El Senado aprobó la reforma impulsada por el oficialismo que modifica la protección de las zonas glaciares y periglaciares. El proyecto, que ahora deberá tratar Diputados, reavivó la disputa por el uso de reservas estratégicas de agua y dejó expuesta una fuerte división política, también entre los representantes tucumanos.
Reforma ambiental y acusaciones de “entreguismo”
En una sesión atravesada por cruces reglamentarios y cuestionamientos por el apuro en el tratamiento, el oficialismo logró 40 votos a favor, 31 en contra y una abstención para dar media sanción a los cambios en la Ley de Glaciares, vigente desde 2010.
La norma actual prohíbe actividades que puedan afectar la integridad de áreas periglaciares. La modificación promovida por La Libertad Avanza redefine esos alcances y delega en las provincias la potestad de delimitar qué zonas deben protegerse. Para el Gobierno, se trata de “ordenar” criterios y evitar que la protección ambiental implique frenar el desarrollo productivo.
Sus críticos, en cambio, advierten que la reforma flexibiliza controles y podría habilitar avances de la megaminería y los hidrocarburos en territorios hoy resguardados.
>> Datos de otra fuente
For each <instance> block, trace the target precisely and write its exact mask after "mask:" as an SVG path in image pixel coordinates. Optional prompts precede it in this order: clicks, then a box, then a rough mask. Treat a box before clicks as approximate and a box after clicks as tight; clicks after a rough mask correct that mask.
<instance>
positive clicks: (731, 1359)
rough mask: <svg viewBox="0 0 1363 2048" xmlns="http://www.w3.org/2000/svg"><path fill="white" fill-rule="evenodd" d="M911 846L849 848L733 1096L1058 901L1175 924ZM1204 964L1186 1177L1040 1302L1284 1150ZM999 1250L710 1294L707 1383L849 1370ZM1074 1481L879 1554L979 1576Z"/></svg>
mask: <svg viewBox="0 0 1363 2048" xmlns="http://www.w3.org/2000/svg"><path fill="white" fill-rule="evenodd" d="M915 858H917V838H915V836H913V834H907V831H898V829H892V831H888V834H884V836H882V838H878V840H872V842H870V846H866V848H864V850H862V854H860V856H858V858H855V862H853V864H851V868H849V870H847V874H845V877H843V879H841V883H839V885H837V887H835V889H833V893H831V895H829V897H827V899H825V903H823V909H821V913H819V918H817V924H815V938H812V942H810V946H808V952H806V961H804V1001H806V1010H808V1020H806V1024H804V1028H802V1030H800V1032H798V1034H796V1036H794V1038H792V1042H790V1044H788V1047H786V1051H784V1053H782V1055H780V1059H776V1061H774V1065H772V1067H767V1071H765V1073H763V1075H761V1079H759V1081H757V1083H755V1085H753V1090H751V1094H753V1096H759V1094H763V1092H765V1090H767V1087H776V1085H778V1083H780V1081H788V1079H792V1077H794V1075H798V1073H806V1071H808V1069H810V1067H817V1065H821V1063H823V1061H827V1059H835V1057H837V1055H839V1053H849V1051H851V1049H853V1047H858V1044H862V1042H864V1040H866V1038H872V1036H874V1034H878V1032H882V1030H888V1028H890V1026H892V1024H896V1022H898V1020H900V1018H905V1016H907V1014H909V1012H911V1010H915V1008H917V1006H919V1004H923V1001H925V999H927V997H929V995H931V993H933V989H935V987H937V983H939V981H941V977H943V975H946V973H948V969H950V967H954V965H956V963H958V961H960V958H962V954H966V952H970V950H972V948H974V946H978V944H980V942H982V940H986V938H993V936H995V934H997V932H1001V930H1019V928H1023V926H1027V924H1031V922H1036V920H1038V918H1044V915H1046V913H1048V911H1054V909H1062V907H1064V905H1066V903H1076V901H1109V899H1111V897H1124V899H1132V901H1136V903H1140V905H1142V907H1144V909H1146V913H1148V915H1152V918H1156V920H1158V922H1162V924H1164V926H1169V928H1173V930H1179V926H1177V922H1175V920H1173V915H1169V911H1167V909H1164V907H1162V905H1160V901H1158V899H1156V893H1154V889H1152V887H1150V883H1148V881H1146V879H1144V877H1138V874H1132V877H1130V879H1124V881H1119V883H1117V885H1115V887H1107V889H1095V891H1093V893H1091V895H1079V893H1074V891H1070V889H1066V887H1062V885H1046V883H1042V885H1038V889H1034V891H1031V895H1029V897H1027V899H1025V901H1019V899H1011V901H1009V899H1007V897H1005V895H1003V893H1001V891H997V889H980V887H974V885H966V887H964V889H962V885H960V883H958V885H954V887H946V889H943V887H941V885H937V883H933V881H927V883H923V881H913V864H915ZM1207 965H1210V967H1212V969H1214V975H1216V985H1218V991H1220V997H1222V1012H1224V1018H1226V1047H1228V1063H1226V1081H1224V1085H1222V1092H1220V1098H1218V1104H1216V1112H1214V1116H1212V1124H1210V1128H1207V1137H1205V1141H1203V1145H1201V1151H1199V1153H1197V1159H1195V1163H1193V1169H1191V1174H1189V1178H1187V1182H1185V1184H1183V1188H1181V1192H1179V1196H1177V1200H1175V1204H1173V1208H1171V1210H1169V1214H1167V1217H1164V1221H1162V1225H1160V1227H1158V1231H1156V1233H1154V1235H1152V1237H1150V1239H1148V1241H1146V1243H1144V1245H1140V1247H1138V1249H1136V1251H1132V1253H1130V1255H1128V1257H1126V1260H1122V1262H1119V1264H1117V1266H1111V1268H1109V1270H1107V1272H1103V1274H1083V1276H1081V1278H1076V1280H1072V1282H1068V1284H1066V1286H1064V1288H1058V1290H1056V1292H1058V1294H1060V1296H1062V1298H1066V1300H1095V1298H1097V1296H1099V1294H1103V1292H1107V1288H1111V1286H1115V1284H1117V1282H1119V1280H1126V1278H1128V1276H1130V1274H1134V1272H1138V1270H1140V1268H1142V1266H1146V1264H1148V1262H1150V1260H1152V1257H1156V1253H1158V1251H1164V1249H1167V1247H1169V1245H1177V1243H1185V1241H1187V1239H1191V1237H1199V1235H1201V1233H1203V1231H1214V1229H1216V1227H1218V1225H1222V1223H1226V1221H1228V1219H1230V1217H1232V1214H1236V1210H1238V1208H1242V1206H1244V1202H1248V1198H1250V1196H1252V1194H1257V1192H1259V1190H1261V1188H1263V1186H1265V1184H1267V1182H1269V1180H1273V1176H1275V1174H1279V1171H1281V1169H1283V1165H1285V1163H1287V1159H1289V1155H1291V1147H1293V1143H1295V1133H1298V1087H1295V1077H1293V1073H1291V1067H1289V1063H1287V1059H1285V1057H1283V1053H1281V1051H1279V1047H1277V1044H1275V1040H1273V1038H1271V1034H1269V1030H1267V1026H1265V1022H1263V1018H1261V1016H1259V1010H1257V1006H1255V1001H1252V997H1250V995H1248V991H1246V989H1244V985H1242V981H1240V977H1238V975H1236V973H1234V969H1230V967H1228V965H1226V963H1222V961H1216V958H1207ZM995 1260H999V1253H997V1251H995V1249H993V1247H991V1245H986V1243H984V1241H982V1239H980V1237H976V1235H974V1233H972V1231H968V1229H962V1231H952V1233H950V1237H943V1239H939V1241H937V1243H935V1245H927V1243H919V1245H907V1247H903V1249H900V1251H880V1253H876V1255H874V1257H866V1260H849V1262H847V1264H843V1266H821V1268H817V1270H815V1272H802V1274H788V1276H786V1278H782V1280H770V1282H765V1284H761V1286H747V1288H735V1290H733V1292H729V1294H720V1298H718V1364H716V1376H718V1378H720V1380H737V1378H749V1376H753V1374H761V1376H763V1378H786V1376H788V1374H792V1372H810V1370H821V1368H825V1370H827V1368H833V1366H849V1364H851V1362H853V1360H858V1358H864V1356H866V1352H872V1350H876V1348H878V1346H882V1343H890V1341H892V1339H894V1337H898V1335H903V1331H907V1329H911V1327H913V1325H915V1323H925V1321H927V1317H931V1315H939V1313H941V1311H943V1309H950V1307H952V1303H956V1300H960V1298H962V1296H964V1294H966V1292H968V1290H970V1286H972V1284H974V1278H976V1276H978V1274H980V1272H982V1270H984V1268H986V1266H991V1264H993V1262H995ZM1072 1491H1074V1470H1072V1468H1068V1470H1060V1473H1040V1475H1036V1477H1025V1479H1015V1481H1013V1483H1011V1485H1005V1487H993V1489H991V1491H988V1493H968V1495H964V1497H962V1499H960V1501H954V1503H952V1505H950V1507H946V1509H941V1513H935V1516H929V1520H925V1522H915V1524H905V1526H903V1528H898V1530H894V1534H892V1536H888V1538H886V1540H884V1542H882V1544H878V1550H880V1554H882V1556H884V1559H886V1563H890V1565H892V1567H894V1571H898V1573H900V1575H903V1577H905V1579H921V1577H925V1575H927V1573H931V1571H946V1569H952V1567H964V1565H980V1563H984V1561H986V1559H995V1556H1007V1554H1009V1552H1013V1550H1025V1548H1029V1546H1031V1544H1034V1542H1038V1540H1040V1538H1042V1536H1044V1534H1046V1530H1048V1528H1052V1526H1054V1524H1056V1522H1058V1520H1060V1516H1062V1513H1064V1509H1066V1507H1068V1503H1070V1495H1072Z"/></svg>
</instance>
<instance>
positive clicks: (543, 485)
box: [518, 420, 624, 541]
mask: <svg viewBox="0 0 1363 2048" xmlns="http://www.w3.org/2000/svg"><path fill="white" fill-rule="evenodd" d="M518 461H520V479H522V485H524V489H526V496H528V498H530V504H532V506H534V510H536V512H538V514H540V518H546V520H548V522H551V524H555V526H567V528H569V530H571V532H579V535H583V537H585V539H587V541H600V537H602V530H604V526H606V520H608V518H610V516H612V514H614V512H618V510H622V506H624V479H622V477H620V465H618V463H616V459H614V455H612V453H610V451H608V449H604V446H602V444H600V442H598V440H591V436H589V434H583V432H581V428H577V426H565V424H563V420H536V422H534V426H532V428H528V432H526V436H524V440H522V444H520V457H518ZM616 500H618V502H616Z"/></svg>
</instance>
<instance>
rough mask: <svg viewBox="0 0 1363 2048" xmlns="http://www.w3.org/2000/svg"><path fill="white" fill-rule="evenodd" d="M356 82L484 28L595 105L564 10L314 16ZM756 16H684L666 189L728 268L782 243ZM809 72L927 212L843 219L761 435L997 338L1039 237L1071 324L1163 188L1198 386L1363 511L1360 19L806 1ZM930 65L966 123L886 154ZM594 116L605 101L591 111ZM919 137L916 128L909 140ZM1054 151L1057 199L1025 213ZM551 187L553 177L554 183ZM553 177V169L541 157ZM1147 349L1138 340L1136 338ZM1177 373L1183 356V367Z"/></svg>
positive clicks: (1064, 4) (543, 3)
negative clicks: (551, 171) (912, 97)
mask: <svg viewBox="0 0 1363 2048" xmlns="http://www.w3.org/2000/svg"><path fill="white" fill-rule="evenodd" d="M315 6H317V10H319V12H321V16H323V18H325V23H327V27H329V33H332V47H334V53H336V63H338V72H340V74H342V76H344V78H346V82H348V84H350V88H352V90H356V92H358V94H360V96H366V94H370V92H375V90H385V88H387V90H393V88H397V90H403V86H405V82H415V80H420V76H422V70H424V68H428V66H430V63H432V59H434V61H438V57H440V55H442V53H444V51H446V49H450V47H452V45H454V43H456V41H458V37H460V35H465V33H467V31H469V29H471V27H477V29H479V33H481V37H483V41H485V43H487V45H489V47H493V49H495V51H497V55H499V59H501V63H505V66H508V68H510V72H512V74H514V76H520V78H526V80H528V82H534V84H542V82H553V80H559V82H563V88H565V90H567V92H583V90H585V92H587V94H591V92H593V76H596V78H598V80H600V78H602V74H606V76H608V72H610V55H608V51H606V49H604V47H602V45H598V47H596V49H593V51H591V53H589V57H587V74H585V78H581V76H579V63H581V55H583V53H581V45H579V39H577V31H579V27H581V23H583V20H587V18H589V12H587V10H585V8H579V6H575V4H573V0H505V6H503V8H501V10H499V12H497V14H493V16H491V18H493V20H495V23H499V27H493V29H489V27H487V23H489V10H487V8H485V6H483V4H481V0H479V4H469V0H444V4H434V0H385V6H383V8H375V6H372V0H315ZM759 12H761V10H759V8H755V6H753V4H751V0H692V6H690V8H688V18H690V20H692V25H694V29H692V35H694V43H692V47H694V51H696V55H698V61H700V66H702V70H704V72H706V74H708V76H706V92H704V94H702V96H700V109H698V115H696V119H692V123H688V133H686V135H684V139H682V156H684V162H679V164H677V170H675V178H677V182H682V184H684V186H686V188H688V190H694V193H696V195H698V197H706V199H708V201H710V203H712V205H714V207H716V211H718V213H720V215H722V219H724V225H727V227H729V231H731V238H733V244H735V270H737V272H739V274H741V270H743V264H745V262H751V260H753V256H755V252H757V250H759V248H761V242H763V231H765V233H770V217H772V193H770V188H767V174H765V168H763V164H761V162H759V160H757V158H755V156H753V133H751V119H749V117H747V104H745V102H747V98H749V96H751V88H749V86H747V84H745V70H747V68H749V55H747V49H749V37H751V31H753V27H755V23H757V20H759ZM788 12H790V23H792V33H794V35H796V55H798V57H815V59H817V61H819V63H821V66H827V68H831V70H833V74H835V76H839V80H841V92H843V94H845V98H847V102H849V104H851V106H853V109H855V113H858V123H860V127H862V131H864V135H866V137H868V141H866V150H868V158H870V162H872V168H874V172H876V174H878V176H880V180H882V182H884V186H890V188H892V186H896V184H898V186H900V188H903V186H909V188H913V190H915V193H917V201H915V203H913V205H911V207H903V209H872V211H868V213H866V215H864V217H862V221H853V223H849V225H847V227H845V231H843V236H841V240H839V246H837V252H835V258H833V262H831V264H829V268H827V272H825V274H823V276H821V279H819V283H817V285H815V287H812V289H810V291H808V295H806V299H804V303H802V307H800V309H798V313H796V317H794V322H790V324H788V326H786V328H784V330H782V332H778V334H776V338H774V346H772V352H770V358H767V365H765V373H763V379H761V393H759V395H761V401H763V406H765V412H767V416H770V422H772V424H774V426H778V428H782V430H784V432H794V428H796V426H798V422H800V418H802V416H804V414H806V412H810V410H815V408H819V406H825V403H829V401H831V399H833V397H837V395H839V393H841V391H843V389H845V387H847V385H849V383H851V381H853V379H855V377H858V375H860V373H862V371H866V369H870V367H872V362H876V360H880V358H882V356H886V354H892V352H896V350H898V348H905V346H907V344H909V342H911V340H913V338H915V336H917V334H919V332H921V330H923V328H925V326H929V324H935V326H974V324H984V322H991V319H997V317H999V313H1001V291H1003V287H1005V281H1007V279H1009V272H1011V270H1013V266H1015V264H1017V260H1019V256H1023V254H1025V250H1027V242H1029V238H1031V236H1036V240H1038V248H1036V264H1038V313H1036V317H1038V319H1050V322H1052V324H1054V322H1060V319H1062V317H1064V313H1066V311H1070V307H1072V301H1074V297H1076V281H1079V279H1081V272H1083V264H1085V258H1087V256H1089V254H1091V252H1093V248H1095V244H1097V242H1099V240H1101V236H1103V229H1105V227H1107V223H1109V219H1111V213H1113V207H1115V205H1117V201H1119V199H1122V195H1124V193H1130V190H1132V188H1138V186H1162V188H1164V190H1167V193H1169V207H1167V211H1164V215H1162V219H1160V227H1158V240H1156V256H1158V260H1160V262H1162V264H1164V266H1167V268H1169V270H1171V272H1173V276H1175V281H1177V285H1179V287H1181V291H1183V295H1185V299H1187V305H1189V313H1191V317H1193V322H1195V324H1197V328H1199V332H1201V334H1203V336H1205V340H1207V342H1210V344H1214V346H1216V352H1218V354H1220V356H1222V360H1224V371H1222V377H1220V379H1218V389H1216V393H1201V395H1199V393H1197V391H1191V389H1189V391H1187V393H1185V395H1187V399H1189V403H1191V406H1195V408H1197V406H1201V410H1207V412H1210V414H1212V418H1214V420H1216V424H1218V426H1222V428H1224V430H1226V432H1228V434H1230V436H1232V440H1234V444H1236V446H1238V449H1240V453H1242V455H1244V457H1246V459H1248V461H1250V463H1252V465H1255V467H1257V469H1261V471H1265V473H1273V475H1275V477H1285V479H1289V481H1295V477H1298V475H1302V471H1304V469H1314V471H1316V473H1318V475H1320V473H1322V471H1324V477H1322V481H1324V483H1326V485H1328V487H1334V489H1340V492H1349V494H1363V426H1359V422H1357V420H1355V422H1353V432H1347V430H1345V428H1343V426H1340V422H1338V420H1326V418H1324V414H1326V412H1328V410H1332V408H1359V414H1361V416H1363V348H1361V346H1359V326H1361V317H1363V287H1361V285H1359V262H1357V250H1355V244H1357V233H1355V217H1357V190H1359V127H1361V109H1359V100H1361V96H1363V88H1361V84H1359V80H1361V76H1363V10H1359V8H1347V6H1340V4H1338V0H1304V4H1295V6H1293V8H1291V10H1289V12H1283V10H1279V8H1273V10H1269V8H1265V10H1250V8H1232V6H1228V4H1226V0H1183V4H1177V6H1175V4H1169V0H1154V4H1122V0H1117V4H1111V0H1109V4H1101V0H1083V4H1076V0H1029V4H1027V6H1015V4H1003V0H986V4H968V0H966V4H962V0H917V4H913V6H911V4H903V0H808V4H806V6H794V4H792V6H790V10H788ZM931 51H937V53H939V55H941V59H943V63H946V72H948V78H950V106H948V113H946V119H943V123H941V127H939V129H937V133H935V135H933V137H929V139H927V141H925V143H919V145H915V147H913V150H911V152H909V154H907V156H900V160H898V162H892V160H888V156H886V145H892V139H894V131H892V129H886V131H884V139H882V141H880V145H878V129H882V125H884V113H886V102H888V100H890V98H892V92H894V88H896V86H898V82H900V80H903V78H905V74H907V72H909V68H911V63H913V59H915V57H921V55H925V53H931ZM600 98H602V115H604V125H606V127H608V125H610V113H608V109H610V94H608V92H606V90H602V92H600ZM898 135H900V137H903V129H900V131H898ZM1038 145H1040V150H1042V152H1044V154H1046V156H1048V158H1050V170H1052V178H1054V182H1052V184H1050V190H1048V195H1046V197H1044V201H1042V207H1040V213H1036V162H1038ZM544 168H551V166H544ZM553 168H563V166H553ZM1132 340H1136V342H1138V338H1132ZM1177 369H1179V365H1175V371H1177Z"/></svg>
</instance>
Organizaciones sociales y ambientalistas ya manifestaron su rechazo, al considerar que se debilita la tutela sobre reservas clave de agua dulce.
Así votaron los senadores tucumanos
Entre quienes respaldaron el proyecto se ubicaron las senadoras tucumanas Beatriz Ávila y Sandra Mendoza, mientras que el también tucumano Juan Manzur votó en contra de la modificación impulsada por el Gobierno.
La votación se resolvió con 40 votos afirmativos, 31 negativos y una abstención, en una sesión marcada por cruces políticos y cuestionamientos al tratamiento exprés del texto.
Resultado nacional y clima de tensión
En el plano general, la reforma reunió apoyos del oficialismo y de sectores del radicalismo y el peronismo federal. Entre los votos positivos estuvieron, entre otros, Bartolomé Abdala, Patricia Bullrich, Luis Juez, Carolina Losada, Lucía Corpacci y Sergio Uñac.
Por el rechazo se pronunciaron referentes como Juliana Di Tullio, Eduardo “Wado” de Pedro, Anabel Fernández Sagasti, Martín Soria, José Mayans y Alicia Kirchner. La única abstención fue de la neuquina Julieta Corroza.
La iniciativa redefine la protección del ambiente periglacial y delega en las provincias la potestad de establecer los alcances de esa tutela. Para el oficialismo, se trata de ordenar competencias y promover el desarrollo; para la oposición y organizaciones ambientalistas, implica una flexibilización que podría habilitar actividades extractivas en zonas consideradas reservas estratégicas de agua.
Con la media sanción ya otorgada por el Senado, el debate continuará en la Cámara de Diputados.